Tarantino recuerda sus días de cinéfilo empedernido como el espectador –especialmente si es un hombre–, recuerda su viaje de graduación o su primer amor: falseando la historia y dulcificando la realidad en pos de su lectura nostálgica de los hechos. Imagina un Hollywood en el que le hubiese gustado desarrollar toda su carrera. Y eso no tiene nada de malo, porque el cine es su patria y la ama con todas sus imperfecciones.

Pero bien sabemos que el buen patriota tiende a romantizar cualquier relato que legitime o ensalce a sus héroes. Y los de Tarantino quedan claros en este filme. "Todo lo que amamos, se convierte en ficción", decía Amélie Nothomb. Bien, imaginen lo que un fetichista como Tarantino es capaz de hacer con lo que ama.

El arte como revancha

Esta no es la historia de Hollywood, sino la de Tarantino mirando una etapa de cambio en el cine e intentando comprenderla. Reflejo tal vez de los cambios que han acontecido ante los ojos del realizador en la industria del entretenimiento los últimos años –¿#MeToo inclusive?–.

Por eso, quizás el principal problema de Tarantino o, mejor dicho, el de Érase, sea precisamente la ambivalencia que se puede aprehender de su lectura. Puesto que, detrás de los tratamientos de personajes comentados, subyace un amable tono de buddy film que puede ser leído con ánimo cociliador –esta podría ser solo una historia de dos buenos amigos que aprender a amarse a pesar de la toxicidad de su masculinidad–.

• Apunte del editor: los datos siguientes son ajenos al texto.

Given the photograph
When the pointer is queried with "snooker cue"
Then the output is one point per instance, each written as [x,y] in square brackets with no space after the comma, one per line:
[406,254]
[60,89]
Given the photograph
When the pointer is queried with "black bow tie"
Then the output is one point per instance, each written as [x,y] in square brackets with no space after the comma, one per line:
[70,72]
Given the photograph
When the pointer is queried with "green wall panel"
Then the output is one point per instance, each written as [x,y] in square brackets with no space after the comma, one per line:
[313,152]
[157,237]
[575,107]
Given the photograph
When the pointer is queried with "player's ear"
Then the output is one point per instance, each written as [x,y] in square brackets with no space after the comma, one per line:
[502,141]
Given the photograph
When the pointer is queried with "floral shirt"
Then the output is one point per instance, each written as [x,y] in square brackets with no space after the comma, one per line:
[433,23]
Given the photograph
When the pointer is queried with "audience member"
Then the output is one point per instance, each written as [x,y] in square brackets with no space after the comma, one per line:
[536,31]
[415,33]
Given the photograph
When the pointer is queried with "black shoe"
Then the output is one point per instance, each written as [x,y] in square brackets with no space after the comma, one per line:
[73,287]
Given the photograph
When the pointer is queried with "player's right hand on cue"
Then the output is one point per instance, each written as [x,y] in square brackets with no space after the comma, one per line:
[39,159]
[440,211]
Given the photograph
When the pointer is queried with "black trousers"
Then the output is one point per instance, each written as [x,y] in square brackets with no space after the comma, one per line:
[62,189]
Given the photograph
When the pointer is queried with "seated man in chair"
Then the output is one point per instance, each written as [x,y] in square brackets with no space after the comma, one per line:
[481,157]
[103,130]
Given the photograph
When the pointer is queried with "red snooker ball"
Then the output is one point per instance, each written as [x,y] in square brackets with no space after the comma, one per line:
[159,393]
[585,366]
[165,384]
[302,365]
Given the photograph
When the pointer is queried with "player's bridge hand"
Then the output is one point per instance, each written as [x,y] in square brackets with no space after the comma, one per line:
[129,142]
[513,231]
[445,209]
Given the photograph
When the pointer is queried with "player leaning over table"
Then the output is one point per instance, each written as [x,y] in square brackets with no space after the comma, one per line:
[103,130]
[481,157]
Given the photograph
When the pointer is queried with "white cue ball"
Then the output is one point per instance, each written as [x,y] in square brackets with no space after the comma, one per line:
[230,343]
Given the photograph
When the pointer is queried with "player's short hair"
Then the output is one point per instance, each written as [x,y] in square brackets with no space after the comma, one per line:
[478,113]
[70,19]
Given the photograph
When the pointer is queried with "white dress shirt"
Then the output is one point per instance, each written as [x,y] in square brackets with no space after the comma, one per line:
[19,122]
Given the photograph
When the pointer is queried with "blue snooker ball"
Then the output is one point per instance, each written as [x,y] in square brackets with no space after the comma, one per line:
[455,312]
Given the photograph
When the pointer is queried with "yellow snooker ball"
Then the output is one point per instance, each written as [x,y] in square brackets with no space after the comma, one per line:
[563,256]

Amén de que en tiempos en los que vuelven a azuzarse productos artísticos como responsables de masacres reales, Tarantino ofrece su película menos violenta en años –aunque sí tenga un estallido obvio–. Si bien viene acompañada de un dispositivo formal menos brillante de lo esperado y menos genial en el proceso de escritura.

Es difícil aventurar si el realizador de Knoxville comprende los cambios de sensibilidad que se han dado en la industria en los últimos tiempos –como Rick Dalton intenta comprender los de su entorno–, porque Érase pondera algo que su director lleva defendiendo desde hace años: el cine, la ficción, es para él una herramienta de reinterpretación de la historia. Sirve para salvarla de los pecados cometidos por todo lo que no es ficción. La creatividad es el terreno fértil de la redención y el espacio de verdadera libertad. El mundo en el que podemos imaginar una revancha.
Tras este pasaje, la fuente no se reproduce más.